Well, you see, you have to understand where I come from in terms of who I can talk to about anime IRL. In my school, the VAST majority of self proposed fans are actually casual fans. They don’t watch a whole lot of anime, don’t care to talk about it, don’t know anything about the industry or people involved, and don’t have the kind of passion I do. That’s not a bad thing, but then you look at the few that aren’t those people. 
Now, I run this year’s anime club. (Not doing so hot at the moment, BTW.) The people that do care enough to come, I’ve tried to have discussions with about anime, but all they really seem to say is “That was awesome” “He’s so cool” ‘I liked it a lot” and such. One particular person who shall remain nameless is just a long shonen tard, and without going on a rant, he just pushes my buttons a lot. I haven’t ever been able to have a meaningful conversation about anime where I don’t have to dumb myself down just to bear with it. No one, I’d say is “””on my level””” in layman’s terms. I know that sounds mean, but let me keep going. I can’t talk about themes, directing, acting, characters, composition, and really almost anything I want to about anime with any of these people. In short, I can’t discuss the things I want to about anime with anyone in my school without reducing my words to a fraction of what I think, say, and mean. Every single discussion where I stop restraining myself results in someone’s feelings hurt, or outcries of, “You’re too critical!!!” or “That’s just your opinion!” or “We’re just casual fans.” And I hate it. 
I’ve only been able to thanks to the internet and anime YouTubers. That’s why I wanna join. I want the opportunity to talk to other YouTubers and users without holding back. To challenge my views and mind. I’m sick and tired of talking people who don’t even know how to construct an argument, both with anime, and any other topic that I’d like to discuss at least somewhat intellectually. Also, I’m not exactly a social person IRL. I just about don’t have anyone in my life I can wholly call a friend. This could help me actually make friends and look forward to really talking to people for once. I can’t let my mind’s craziness and constant slew of ideas in general just be bottled up in me, or let the lucky ones get written down somewhere, otherwise I might go insane. I’ve already been feeling it, especially in these past few months when I started announcing my channel goals and asking for advice. (Part of the reason I haven’t produced anything so far is because school takes a lot more time than I thought it would this year. So sorry for not fulfilling my promise so far. And I’ve had too many writing woes, as Sooin put it.) 
Sure, you might say anime isn’t supposed to have a deeper meaning, But there’s just something in me, perhaps the side of me that’s been enamored by the domain known as TV Tropes, that just revels in the world of fiction.

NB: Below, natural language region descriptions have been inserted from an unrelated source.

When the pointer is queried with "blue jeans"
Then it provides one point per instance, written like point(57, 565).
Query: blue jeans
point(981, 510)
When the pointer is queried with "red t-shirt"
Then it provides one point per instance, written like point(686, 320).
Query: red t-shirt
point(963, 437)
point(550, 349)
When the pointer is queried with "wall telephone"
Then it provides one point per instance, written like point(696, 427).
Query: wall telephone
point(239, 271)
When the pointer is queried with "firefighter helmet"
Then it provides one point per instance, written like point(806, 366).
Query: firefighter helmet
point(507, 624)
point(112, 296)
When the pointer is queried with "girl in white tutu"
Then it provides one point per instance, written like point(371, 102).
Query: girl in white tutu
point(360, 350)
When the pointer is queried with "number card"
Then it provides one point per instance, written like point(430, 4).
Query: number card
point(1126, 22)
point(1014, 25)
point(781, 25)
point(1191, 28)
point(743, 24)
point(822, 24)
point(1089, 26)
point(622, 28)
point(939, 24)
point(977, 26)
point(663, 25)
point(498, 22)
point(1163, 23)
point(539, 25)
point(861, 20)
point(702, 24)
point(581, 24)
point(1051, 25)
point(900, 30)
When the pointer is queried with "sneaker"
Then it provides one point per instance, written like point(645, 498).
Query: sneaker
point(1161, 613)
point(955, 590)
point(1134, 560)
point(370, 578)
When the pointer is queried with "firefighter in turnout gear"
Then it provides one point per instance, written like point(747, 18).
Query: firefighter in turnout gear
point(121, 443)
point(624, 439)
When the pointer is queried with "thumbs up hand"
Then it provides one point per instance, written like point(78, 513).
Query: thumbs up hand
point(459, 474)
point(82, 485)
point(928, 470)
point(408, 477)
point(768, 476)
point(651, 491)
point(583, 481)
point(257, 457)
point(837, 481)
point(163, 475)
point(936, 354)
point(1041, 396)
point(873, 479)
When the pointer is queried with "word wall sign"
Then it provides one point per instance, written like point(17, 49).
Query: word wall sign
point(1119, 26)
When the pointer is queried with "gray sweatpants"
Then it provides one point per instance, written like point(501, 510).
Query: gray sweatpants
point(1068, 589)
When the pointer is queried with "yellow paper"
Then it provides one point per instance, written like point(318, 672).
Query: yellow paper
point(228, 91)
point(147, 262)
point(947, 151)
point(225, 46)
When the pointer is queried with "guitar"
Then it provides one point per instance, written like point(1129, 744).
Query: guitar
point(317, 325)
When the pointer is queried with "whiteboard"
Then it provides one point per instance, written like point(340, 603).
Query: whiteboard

I like to keep an active mind, and to quote a lovely Professor, “Critical thinking is the key to success.” It’s the way I think, and if you don’t like it, just don’t listen to me. you can think for yourself what you will. 
I’m sorry if this has just been a wall of text composed of adolescent angst or pretensions. (Once I start ranting, things generally go on tangents and turn out this way.) And I’m sorry if I didn’t answer your question the way you wanted me to. But I hope at least you have a bit of an idea of what goes on in my head and around me that’s made me think the way I do. I don’t know if you’d consider this too personal, but I benefit nothing from holding back on the truth and not being completely honest. 
Thank you for taking the time to read this. I’m open to talk more if you’d like. And again, I'm sorry.